If XR weighs so strongly (1e15 future lives!) that you are, in practice, willing to accept any cost (no matter how large) in order to reduce it by any expected amount (no matter how small), then you are at risk of a Pascal’s Mugging.
If not, then great—we agree that we can and should weigh costs and benefits. Then it just comes down to our estimates of those things.
And so then I just want to know, OK, what’s the plan? Maybe the best way to find the crux here is to dive into the specifics of what PS and EA/XR each propose to do going forward. E.g.:
We should invest resources in AI safety? OK, I’m good with that. (I’m a little unclear on what we can actually do there that will help at this early stage, but that’s because I haven’t studied it in depth, and at this point I’m at least willing to believe that there are valuable programs there. So, thumbs up.)
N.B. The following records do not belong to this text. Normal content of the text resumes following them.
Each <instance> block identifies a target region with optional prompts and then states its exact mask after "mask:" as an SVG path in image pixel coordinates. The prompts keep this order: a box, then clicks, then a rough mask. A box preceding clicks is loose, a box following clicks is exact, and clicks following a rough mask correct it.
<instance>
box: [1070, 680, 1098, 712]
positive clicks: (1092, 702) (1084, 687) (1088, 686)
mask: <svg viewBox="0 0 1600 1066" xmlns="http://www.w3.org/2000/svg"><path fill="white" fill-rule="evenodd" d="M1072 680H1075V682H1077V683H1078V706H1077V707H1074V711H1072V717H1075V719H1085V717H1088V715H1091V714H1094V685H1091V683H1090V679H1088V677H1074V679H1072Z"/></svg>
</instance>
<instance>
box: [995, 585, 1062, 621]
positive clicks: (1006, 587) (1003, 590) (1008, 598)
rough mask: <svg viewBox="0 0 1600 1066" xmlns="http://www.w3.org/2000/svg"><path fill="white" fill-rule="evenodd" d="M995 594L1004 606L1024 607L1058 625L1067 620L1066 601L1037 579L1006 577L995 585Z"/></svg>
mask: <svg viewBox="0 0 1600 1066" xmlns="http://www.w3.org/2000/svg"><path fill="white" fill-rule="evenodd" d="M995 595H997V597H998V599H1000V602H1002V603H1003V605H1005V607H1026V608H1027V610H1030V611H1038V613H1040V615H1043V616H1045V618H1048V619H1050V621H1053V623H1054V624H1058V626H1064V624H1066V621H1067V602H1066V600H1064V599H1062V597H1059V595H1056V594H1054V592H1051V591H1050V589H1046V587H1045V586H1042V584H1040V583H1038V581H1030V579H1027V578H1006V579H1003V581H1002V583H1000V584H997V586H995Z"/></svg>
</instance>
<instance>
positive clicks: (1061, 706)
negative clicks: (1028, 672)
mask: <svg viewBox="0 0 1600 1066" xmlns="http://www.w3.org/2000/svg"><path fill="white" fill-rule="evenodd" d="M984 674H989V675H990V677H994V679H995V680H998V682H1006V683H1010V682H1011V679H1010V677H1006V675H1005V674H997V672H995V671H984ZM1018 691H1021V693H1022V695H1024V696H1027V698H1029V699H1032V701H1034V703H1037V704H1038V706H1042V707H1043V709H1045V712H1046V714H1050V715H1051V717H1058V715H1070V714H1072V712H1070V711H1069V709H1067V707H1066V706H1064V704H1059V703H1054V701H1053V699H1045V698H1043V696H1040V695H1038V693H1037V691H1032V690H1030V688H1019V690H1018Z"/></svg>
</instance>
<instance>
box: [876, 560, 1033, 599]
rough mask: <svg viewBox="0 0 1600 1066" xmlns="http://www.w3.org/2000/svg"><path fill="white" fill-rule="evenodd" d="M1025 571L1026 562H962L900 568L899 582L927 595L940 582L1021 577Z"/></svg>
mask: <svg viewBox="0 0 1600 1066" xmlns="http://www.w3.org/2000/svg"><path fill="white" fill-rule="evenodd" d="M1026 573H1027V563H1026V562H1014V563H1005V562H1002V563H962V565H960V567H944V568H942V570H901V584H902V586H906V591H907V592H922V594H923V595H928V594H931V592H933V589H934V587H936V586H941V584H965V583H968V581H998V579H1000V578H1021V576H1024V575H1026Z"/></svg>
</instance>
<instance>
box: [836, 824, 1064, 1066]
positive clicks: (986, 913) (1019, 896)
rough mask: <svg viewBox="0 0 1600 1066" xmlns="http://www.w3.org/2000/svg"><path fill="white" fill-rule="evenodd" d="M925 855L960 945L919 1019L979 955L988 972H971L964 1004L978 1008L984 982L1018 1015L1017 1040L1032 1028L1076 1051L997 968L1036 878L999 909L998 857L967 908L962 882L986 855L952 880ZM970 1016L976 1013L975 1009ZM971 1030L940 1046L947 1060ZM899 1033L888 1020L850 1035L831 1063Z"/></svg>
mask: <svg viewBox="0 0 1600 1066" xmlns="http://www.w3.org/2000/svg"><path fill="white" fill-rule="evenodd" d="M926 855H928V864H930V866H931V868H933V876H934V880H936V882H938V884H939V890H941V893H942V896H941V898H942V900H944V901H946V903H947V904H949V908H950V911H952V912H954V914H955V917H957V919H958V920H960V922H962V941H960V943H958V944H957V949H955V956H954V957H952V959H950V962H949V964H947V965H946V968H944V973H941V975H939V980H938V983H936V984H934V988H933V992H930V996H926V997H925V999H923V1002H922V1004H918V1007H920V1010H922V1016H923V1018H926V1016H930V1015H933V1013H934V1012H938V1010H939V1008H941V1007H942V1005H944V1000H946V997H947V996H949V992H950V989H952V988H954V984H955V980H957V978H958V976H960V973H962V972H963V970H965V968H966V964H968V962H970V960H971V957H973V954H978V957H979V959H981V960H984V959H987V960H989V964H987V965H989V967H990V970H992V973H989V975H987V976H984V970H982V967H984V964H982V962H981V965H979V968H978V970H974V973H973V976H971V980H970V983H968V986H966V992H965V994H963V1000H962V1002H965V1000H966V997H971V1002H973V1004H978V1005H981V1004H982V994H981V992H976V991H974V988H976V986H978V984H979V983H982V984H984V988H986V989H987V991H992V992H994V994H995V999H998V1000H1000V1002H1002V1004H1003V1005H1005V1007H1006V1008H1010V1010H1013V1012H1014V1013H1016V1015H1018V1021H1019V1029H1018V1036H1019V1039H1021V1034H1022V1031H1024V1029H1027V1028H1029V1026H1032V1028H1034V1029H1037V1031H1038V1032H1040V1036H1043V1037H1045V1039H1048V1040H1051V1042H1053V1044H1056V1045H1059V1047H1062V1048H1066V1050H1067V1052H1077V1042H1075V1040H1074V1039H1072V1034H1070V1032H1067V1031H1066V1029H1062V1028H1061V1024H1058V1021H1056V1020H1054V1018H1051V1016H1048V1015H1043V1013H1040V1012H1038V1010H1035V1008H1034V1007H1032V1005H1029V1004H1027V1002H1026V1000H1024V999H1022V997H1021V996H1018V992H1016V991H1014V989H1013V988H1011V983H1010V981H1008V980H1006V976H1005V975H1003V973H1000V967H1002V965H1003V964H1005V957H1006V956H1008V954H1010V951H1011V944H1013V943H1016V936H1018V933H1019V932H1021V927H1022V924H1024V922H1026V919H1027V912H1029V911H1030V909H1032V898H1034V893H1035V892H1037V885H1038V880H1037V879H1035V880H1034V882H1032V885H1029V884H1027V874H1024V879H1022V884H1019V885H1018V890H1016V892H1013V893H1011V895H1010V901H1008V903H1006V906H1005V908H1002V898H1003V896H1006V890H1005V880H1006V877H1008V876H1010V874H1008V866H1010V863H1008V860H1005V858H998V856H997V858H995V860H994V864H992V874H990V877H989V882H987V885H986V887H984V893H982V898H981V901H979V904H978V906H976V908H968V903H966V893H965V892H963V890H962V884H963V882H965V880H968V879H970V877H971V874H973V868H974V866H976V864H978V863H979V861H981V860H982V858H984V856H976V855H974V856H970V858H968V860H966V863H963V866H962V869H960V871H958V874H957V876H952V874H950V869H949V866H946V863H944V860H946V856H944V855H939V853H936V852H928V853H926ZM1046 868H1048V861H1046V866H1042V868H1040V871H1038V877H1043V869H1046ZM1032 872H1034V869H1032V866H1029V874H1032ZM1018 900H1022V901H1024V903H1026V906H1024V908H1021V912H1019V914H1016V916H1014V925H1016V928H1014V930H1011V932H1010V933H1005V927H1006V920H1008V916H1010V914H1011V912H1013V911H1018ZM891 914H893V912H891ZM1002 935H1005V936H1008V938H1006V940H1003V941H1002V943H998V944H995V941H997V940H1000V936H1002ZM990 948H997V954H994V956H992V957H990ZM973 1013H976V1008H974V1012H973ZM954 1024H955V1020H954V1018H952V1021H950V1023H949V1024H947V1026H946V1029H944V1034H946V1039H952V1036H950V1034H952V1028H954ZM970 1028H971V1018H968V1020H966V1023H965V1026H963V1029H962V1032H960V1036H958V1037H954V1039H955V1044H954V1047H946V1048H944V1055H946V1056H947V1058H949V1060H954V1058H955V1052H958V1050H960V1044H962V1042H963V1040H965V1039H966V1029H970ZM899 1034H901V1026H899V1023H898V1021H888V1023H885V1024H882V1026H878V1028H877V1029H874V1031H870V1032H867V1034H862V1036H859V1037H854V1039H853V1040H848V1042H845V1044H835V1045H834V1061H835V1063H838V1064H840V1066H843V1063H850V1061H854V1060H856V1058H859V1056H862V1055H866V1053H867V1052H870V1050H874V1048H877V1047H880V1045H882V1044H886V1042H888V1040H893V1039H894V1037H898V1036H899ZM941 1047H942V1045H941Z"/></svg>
We should raise our level of biosafety at labs around the world? Yes, absolutely. I’m in. Let’s do it.
We should accelerate moral/social progress? Sure, we absolutely need that—how would we actually do it? See question 3 above.
But when the proposal becomes: “we should not actually study progress or try to accelerate it”, I get lost. Failing to maintain and accelerate progress, in my mind, is a global catastrophic risk, if not an existential one. And it’s unclear to me whether this would even increase or decrease XR, let alone the amount—in any case I think there are very wide error bars on that estimate.
But maybe that’s not actually the proposal from any serious EA/XR folks? I am still unclear on this.
Only a little bit. In part they were a reaction to the religious wars that plagued Europe for centuries.